College of Medicine and Biological Information Engineering, Northeastern University, Shenyang, China.
Foshan Graduate School of Innovation, Northeastern University, Foshan, China.
J Biophotonics. 2024 Aug;17(8):e202300564. doi: 10.1002/jbio.202300564. Epub 2024 Jun 17.
Spatially offset Raman spectroscopy (SORS) is valuable for noninvasive bone assessment but requires a clearer understanding of how offset distances influence detection depth. To address this, our study devised a forward-adjoint Monte Carlo multi-layer (MCML) model to simulate photon paths in SORS, aiming to determine optimal offsets for various tissue types. We examined photon migration at offsets between 0 and 15 mm against layered phantoms of differing thicknesses and compositions to optimize the signal-to-noise ratio for bone layers. The findings highlight that optimal offsets are contingent on tissue characteristics: a metacarpal beneath 2.5 mm of tissue had an ideal offset of 6.7 mm, while a tibia with 5 mm of soft tissue required 10-11 mm. This precise calibration of SORS via MCML modeling promises substantial improvements in bone health diagnostics and potential for expansive medical applications.
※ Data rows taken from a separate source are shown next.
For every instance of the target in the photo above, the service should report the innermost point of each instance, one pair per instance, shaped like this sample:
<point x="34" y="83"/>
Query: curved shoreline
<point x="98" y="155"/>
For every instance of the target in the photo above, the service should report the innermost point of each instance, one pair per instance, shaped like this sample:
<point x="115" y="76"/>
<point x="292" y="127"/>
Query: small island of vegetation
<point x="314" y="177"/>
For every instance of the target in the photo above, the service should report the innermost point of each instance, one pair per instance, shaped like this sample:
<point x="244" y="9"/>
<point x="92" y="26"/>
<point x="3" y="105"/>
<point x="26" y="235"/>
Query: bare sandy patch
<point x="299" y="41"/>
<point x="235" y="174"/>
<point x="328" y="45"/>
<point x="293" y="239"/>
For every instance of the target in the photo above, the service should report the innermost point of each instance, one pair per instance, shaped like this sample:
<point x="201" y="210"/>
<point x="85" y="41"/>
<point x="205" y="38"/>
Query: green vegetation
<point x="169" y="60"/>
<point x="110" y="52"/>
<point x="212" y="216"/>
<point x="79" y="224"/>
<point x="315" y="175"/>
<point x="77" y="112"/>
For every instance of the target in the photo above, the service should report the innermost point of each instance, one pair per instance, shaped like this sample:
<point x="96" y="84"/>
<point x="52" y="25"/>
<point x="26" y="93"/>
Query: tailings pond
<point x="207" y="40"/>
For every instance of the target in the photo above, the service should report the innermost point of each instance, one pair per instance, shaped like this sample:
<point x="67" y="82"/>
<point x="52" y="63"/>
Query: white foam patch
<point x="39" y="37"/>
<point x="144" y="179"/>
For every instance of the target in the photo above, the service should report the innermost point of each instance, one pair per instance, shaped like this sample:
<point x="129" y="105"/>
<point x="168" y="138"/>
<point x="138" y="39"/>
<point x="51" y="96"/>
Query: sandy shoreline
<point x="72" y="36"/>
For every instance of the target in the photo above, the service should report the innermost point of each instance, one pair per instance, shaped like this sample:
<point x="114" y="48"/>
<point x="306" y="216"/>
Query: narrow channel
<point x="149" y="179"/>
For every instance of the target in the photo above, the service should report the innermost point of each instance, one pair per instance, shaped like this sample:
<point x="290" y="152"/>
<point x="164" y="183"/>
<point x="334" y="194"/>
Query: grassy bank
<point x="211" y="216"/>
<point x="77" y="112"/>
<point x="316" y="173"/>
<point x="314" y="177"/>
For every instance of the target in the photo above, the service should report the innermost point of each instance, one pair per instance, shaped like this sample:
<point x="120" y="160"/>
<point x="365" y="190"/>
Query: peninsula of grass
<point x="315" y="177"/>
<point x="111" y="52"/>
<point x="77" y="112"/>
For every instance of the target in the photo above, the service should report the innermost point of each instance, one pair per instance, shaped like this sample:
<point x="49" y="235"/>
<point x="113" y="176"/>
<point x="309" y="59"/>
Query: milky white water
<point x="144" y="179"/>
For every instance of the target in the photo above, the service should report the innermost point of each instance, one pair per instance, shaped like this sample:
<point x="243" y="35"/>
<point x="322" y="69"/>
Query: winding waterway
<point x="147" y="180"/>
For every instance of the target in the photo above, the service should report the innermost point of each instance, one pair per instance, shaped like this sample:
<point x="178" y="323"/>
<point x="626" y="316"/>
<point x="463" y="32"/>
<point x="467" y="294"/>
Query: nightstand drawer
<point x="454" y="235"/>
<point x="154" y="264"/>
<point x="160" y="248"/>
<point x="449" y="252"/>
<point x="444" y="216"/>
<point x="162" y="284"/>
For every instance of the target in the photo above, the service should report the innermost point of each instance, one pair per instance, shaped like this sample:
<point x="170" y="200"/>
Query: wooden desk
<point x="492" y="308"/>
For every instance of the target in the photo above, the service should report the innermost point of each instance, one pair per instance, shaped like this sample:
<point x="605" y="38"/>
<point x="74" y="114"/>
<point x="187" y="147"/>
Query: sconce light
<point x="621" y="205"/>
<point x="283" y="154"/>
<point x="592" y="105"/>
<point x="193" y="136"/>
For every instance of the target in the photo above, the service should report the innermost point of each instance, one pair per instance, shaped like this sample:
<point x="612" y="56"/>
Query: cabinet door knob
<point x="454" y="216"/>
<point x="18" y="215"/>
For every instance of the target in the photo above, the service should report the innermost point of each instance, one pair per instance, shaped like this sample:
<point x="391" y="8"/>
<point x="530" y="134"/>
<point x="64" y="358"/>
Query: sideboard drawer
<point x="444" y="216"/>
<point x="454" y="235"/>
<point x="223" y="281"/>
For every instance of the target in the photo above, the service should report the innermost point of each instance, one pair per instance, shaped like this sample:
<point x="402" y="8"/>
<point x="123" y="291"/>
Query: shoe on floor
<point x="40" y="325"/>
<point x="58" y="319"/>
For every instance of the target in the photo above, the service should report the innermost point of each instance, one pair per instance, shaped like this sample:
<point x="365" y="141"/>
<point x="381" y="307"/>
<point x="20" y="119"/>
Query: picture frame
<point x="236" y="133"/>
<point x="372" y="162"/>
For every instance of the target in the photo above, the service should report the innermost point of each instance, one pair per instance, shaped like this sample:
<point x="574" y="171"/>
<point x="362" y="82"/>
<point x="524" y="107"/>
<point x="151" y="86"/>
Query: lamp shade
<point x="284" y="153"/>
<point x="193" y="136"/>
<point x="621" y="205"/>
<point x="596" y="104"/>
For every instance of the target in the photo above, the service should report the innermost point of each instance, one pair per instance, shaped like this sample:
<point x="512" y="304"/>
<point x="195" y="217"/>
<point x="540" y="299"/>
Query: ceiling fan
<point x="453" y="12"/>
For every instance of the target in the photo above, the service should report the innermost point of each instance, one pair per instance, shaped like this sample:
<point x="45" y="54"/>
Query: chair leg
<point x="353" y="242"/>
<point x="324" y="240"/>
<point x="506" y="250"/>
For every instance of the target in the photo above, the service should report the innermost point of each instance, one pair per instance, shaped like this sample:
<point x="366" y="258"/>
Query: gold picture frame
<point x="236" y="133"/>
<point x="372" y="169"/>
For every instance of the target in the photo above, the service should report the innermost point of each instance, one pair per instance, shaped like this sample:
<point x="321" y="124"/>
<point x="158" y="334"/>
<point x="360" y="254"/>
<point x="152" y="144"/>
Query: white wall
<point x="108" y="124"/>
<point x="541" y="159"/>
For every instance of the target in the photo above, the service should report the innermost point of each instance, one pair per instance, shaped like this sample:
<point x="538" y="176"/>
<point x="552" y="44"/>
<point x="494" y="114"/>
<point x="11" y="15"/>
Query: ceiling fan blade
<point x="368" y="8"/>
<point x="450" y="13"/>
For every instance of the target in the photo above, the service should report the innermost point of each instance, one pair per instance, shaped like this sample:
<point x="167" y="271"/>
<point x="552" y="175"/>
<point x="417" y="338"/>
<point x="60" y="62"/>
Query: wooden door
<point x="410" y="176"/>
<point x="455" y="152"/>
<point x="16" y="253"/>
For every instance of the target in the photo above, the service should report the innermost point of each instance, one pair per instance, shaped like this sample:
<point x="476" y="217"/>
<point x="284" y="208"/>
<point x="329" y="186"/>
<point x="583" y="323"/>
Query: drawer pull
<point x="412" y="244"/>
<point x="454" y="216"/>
空间位移拉曼光谱(SORS)在非侵入性骨评估方面具有重要价值,但需要更清楚地了解位移距离如何影响检测深度。为此,我们设计了一种正向伴随蒙特卡罗多层(MCML)模型来模拟 SORS 中的光子路径,旨在确定各种组织类型的最佳偏移量。我们在 0 到 15mm 的偏移量下检查了不同厚度和组成的分层幻像中的光子迁移,以优化骨层的信噪比。研究结果表明,最佳偏移量取决于组织特征:在 2.5mm 厚的组织下的掌骨的理想偏移量为 6.7mm,而在 5mm 厚的软组织下的胫骨需要 10-11mm。通过 MCML 建模对 SORS 进行精确校准有望显著提高骨健康诊断的准确性,并为广泛的医学应用提供潜力。